Boy, how things have changed since Old Testament days. Think how many events were once public displays of joy or sorrow, but are now private, even solitary episodes. Think what this has done to the human psyche. What was once shared by all is now unknown to all but a few.
Take my son's homecoming yesterday. He returned from an 18-day trip to Europe. This was his first solo adventure, save for a three-day road trip in Northern California a few years back. He toured 27 museums, had a little romance in Paris with a French-Canadian, stayed at a hotel in the Red Light District of Amsterdam, and used his Spanish more than he ever has in So Cal. He found the French much friendlier than he had expected, and they said he was a good ambassador of the United States. He was 21 and traveling through northern France, Belgium, and the Netherlands.

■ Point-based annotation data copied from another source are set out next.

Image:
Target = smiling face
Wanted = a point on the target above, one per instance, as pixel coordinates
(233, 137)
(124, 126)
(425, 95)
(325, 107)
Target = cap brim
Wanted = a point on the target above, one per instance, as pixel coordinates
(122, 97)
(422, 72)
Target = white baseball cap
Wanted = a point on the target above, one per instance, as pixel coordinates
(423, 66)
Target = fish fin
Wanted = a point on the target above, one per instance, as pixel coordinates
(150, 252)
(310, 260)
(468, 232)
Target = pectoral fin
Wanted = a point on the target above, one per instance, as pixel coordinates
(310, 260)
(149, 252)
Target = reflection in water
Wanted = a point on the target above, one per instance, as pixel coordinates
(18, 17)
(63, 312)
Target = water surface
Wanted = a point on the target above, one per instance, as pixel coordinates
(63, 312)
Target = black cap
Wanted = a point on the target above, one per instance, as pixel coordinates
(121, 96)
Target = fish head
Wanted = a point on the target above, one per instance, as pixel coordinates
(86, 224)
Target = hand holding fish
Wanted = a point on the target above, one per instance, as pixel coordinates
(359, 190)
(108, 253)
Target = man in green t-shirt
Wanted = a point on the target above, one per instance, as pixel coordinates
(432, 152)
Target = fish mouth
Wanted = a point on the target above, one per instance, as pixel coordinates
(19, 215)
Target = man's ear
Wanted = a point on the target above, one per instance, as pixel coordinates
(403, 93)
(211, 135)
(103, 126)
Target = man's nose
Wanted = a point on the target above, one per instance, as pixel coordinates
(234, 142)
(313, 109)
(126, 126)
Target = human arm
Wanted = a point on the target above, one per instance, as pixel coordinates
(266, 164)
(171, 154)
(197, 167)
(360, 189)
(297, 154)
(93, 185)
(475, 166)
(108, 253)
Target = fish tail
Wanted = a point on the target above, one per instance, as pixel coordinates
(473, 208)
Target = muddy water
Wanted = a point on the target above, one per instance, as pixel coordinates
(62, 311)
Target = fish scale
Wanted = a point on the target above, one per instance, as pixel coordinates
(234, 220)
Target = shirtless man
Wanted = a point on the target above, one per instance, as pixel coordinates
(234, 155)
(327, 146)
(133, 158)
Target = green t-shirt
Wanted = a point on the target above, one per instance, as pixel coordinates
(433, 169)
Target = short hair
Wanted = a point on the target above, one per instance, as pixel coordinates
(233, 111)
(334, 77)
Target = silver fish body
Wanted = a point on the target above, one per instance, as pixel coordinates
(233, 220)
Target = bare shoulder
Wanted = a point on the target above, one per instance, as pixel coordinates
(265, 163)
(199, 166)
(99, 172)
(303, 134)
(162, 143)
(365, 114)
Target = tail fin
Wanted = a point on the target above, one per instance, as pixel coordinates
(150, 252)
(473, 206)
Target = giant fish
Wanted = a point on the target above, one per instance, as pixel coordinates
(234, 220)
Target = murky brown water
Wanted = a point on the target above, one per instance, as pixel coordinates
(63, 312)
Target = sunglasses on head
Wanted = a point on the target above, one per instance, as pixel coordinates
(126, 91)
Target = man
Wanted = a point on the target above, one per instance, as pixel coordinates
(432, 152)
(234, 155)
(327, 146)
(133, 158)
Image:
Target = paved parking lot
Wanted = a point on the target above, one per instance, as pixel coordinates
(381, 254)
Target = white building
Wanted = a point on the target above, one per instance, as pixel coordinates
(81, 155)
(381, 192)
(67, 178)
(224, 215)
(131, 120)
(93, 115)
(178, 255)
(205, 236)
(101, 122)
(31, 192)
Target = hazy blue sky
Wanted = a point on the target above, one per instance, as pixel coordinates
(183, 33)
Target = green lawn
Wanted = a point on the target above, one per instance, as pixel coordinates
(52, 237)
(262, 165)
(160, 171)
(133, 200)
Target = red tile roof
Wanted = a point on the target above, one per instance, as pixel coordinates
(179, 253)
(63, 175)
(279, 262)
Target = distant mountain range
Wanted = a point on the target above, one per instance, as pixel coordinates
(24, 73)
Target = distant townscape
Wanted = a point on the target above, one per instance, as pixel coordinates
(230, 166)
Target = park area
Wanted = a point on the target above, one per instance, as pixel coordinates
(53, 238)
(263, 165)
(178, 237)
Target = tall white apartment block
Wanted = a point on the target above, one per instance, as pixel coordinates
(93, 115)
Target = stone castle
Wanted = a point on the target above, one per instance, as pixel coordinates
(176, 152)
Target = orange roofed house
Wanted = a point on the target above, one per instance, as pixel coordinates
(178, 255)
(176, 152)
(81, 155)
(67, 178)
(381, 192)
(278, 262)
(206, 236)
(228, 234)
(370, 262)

And he returned safely and happily to his native land. Certainly a cause for a feast and a celebration.
But I was the only one who met him at LAX. (No villages accompanied me.) He and I drove back to Long Beach and had a late dinner at Linda's Mexican restaurant. A private celebration. No fatted calf.
Mystical experiences, yearnings, politics, little dramas, poetry, kidney dialysis, insulin-dependent diabetes, and opportunities for gratitude.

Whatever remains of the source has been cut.